Nas redes sociais consumidores fizeram campanha contra o rol de procedimentos taxativo e, liderados pelo apresentador Marcos Mion, famosos divulgaram apoio à causa, sobretudo a crianças com autismo que poderiam ser impactadas em razão do entendimento. Sobre o tema, poucos dias depois, a ANS publicou que todos os métodos de tratamento cientificamente reconhecidos devem ser cobertos pelos planos de saúde aos pacientes diagnosticados com transtornos globais do desenvolvimento, o que inclui autismo.
Apesar de desde 1998 a lei estabelecer que todas as doenças possuem cobertura obrigatória, o rol de procedimentos da ANS deixou diversas enfermidades sem tratamento direto previsto na listagem pelos planos de saúde, o que faz com que consumidores questionem a atuação da agência reguladora. “Ao selecionar as doenças que o plano de saúde tratará, a agência contraria a lei e a conduta da operadora pode ser revista pela Justiça”, ressalta Fernandes.
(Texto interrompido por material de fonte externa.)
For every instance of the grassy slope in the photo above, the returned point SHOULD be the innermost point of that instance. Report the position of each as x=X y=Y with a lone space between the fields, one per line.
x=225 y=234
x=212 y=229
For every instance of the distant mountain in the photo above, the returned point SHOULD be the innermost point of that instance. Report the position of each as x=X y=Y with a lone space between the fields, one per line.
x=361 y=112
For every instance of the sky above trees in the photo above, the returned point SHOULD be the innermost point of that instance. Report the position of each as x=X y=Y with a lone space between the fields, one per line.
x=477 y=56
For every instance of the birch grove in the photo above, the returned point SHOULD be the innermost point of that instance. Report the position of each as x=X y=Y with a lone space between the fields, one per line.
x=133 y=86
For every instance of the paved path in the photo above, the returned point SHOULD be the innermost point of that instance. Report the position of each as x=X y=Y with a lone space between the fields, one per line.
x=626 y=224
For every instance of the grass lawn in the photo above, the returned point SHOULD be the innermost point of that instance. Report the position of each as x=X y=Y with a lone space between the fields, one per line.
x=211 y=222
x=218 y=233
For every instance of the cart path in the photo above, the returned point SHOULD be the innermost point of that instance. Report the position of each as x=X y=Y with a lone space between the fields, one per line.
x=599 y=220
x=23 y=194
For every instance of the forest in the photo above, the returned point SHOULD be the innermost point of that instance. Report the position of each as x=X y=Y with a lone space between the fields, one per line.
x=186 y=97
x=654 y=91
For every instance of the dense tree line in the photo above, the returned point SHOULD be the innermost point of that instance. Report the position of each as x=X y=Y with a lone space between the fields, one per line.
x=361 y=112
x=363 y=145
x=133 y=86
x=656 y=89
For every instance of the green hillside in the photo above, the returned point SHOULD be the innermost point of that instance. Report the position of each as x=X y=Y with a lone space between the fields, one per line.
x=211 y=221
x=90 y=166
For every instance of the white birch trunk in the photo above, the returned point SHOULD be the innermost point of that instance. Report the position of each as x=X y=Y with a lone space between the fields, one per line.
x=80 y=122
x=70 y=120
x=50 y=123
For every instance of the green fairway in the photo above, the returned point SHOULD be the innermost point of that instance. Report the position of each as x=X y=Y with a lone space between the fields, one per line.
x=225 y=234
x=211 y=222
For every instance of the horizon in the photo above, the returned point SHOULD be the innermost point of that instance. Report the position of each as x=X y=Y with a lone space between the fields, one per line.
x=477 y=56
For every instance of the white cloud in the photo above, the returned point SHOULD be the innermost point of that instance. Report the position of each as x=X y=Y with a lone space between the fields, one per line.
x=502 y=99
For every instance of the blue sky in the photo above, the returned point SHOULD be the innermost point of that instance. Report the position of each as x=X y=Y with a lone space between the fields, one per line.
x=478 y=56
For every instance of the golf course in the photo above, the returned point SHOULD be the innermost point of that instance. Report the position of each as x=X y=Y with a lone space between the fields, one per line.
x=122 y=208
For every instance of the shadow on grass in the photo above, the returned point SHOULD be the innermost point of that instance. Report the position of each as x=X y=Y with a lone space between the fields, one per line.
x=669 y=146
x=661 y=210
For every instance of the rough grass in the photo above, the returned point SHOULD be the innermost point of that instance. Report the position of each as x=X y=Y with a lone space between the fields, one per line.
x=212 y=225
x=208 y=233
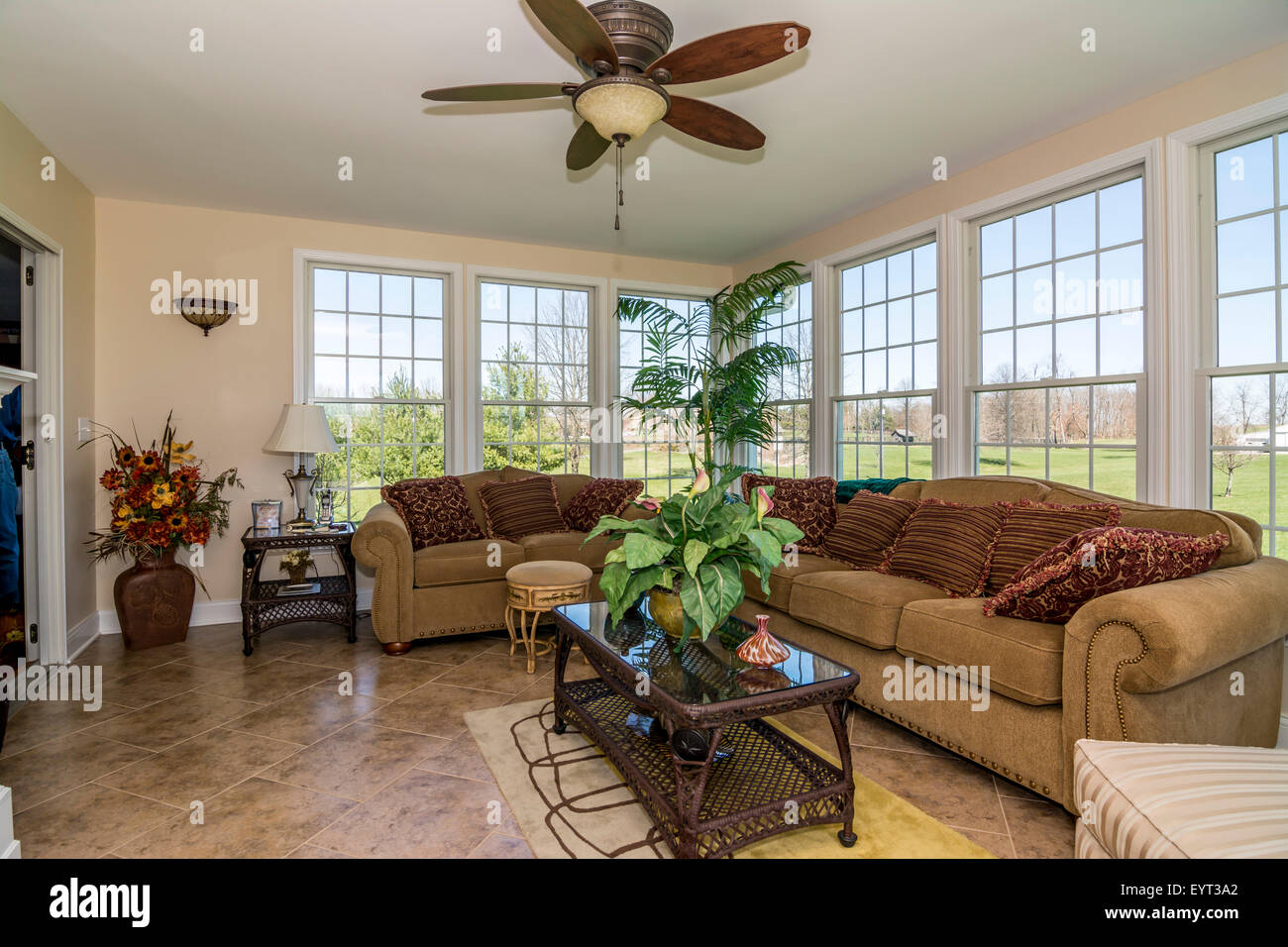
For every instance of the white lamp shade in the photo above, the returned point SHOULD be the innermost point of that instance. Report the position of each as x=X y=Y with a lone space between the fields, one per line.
x=301 y=429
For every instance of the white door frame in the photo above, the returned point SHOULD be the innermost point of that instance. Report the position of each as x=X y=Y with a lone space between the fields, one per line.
x=51 y=561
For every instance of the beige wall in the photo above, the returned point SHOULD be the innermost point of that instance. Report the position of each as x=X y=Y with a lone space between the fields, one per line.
x=63 y=209
x=227 y=388
x=1212 y=94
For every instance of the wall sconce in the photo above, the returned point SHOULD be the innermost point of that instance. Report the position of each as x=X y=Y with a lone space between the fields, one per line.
x=205 y=313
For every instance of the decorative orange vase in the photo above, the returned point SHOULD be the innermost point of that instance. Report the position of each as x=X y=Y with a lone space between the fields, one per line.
x=763 y=650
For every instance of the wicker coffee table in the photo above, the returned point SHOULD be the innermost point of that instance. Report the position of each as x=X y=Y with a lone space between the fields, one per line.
x=688 y=735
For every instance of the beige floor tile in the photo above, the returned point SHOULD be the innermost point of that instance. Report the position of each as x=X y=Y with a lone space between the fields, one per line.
x=307 y=716
x=492 y=672
x=356 y=762
x=436 y=709
x=1039 y=830
x=60 y=764
x=460 y=757
x=158 y=684
x=501 y=847
x=198 y=768
x=171 y=720
x=86 y=822
x=44 y=720
x=270 y=682
x=420 y=815
x=953 y=791
x=257 y=818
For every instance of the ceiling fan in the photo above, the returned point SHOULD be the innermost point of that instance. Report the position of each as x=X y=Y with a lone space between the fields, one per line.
x=622 y=46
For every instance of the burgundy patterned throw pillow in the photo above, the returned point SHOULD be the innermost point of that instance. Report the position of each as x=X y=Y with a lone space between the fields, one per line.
x=436 y=510
x=866 y=528
x=1034 y=527
x=1098 y=562
x=948 y=545
x=604 y=496
x=522 y=508
x=807 y=504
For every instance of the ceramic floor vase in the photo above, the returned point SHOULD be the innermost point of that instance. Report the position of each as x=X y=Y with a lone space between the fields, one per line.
x=154 y=600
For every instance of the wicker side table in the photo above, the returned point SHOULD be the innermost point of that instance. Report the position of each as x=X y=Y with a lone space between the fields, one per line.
x=535 y=587
x=263 y=607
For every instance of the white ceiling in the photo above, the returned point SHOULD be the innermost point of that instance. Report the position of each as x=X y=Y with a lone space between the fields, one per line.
x=284 y=88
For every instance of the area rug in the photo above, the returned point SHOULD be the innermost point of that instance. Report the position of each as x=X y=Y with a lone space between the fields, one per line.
x=571 y=802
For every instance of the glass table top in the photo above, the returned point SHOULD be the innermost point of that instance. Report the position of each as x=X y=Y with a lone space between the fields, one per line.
x=703 y=672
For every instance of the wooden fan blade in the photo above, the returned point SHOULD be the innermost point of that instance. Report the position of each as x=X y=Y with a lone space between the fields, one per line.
x=712 y=124
x=575 y=27
x=729 y=53
x=585 y=147
x=501 y=91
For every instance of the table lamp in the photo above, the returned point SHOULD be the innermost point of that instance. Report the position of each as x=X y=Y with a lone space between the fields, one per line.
x=301 y=429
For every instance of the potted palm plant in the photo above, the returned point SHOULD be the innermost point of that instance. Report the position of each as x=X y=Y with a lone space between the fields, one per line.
x=706 y=372
x=691 y=557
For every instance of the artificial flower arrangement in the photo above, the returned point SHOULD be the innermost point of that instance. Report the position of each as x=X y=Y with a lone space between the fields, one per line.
x=697 y=548
x=160 y=499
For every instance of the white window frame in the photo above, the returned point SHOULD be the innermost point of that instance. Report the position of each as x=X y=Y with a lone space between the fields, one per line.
x=303 y=261
x=962 y=299
x=828 y=377
x=472 y=405
x=612 y=352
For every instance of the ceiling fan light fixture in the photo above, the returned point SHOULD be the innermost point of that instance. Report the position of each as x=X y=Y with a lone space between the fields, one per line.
x=621 y=105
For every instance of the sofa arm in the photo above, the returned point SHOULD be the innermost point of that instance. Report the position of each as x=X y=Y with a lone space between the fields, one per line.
x=381 y=543
x=1159 y=635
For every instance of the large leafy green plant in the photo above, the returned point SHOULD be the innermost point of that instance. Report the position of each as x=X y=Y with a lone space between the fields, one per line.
x=706 y=371
x=697 y=545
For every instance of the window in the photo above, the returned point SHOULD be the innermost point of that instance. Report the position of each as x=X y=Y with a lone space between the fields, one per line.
x=655 y=450
x=1060 y=302
x=376 y=368
x=1245 y=298
x=535 y=351
x=793 y=390
x=889 y=364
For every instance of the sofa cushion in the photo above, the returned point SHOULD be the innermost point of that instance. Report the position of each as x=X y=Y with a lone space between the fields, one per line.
x=1183 y=800
x=782 y=578
x=1024 y=659
x=1031 y=528
x=436 y=510
x=866 y=528
x=522 y=508
x=857 y=604
x=566 y=547
x=947 y=545
x=1098 y=562
x=603 y=496
x=809 y=504
x=455 y=564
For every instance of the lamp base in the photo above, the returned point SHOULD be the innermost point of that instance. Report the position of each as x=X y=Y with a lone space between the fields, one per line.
x=301 y=484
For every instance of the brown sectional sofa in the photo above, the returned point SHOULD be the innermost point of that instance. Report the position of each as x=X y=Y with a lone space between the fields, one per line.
x=456 y=587
x=1151 y=664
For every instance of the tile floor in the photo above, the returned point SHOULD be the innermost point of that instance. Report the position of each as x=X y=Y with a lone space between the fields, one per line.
x=198 y=751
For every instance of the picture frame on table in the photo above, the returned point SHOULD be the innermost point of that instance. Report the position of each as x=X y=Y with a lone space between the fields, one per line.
x=266 y=514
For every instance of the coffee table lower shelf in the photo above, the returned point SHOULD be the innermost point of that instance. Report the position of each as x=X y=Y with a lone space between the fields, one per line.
x=761 y=784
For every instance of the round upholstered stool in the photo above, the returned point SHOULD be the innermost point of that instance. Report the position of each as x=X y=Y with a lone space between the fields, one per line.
x=535 y=589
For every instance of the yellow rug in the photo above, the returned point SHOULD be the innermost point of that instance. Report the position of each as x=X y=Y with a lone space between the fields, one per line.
x=572 y=804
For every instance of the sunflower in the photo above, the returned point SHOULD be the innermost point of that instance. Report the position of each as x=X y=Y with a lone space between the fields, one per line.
x=161 y=496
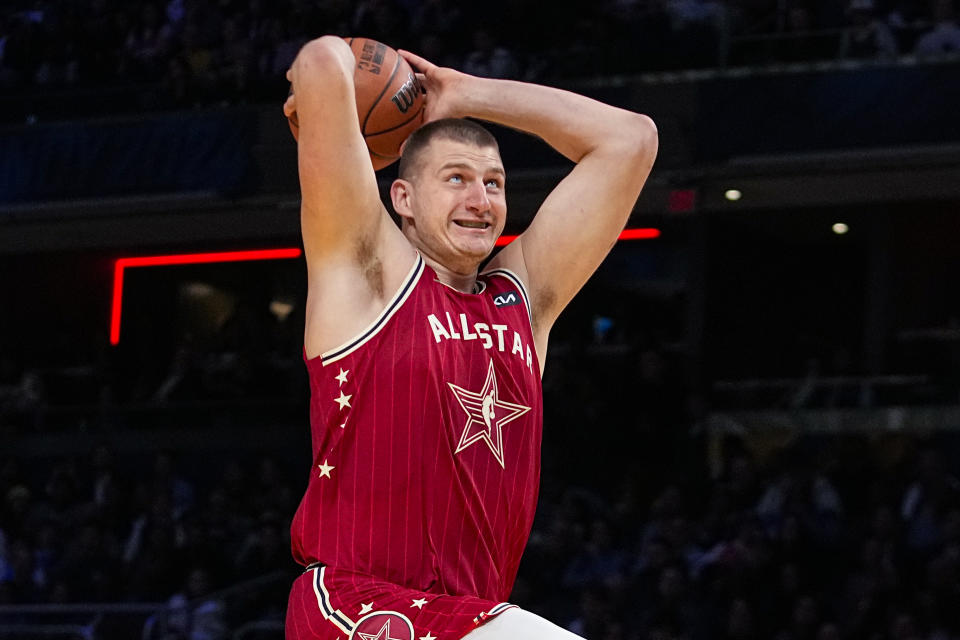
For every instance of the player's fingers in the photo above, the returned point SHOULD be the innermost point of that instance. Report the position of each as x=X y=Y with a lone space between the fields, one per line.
x=418 y=63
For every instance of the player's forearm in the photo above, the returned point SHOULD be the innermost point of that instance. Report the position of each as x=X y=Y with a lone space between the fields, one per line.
x=572 y=124
x=321 y=72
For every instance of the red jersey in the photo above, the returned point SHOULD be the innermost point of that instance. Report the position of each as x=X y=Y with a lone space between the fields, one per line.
x=426 y=441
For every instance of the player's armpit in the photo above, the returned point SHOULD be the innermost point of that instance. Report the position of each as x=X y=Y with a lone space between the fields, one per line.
x=341 y=201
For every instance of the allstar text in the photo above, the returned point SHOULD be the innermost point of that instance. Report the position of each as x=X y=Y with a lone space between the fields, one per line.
x=490 y=336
Na última semana, o Ministro do Supremo Tribunal Federal (STF), Luís Roberto Barroso, abriu uma consulta pública para tratar acerca da decisão sobre o rol de procedimentos da ANS, o que poderá reacender o debate sobre o caso. Há a expectativa de que o tema possa ser reanalisado pela Justiça. Mas, até tal decisão, consumidores continuam podendo buscar a Justiça para questionar seu direito. E, havendo urgência, o consumidor poderá pleitear decisão provisória a fim de pleitear que a Justiça conceda o direito.